Section III tends to trip people up because of its fair market value (FMV) and adjusted cost basis calculations. While Section III may be intimidating, over half of the lines are just simple adding and subtracting. For the rest, that’s where we need to get the FMV, cost basis, cash received, and net liabilities received by the other party. In this article, we’ll focus on two lines in particular — 15 and 16. By the end, you should hopefully have a much better grasp of Section III.

Lines 15 and 16

Lines 15 and 16 states the following:

15 Cash received, FMV of other property received, plus net liabilities assumed by other party, reduced (but not below zero) by any exchange expenses you incurred. See instructions . . .

16 FMV of like-kind property you received

The see instructions refer to Form 8824 instructions. Line 15 is a matter of adding and subtracting the above components. Let’s look at an example:

Relinquished Property

$400,000 – Relinquished property

$200,000 – Tax Basis

$20,000 – Closing Costs

$30,000 – Cash Received at Closing

Replacement Property

$455,000 – Replacement property

$30,000 – Closing Costs

Total gain: = $190,000 = 400,0000 - 200,000 - 10,000

Because $15,000 was taken out of the 1031 transaction (cash back to investor), only $175,000 of gains can be deferred. The $15,000 is considered boot and goes on line 15. Line 15 is really the value of boot, which includes the components mentioned earlier. 

Boot is taxable, which is why it is removed from the exchange transaction. Debt reduction can also create boot. This can happen when a property owner trades down in a 1031 exchange (i.e., trading to a lesser value property). Rent prorations can also generate boot if not handled carefully. 

As another example:

$350 — Personal property
- $200 — prorated property taxes

= $150 — exchange expense total

The $150 goes on line 15.

Line 16

Line 16 will contain the FMV of the like-kind property that the investor is acquiring. Generally, the FMV is the “purchase price” of this real estate.

Using earlier numbers, the purchase price of the replacement property is $455,000. That is the amount that goes on line 16.

Fair Market Value

Where do you find FMV? It can be found on the sales contract. Keep in mind that the sales contract doesn't factor in debt and other like-kind components.

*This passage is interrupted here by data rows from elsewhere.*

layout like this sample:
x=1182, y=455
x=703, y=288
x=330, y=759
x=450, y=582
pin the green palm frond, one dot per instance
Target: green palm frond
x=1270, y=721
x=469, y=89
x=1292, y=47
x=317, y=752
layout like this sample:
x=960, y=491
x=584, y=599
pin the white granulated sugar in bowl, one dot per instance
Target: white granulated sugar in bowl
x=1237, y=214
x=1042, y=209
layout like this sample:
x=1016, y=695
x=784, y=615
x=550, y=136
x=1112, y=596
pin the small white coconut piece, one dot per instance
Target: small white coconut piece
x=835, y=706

Finding the FMV for direct property can be more difficult. The QI (qualified intermediary) should have the closing statement, but investors can’t always depend on the QI to extract the right FMV. For those reasons, investors should work with their real estate attorney and tax accountant.

Investors generally don’t have to worry about filling out tax forms. But understanding them provides insight into exactly how taxes impact gains. It’s the accountant’s job to ensure Form 8824 is filled in correctly, which is why it is worth working with a knowledgeable real estate accountant.

This material is for general information and educational purposes only. Information is based on data gathered from what we believe are reliable sources. It is not guaranteed as to accuracy, does not purport to be complete and is not intended to be used as a primary basis for investment decisions.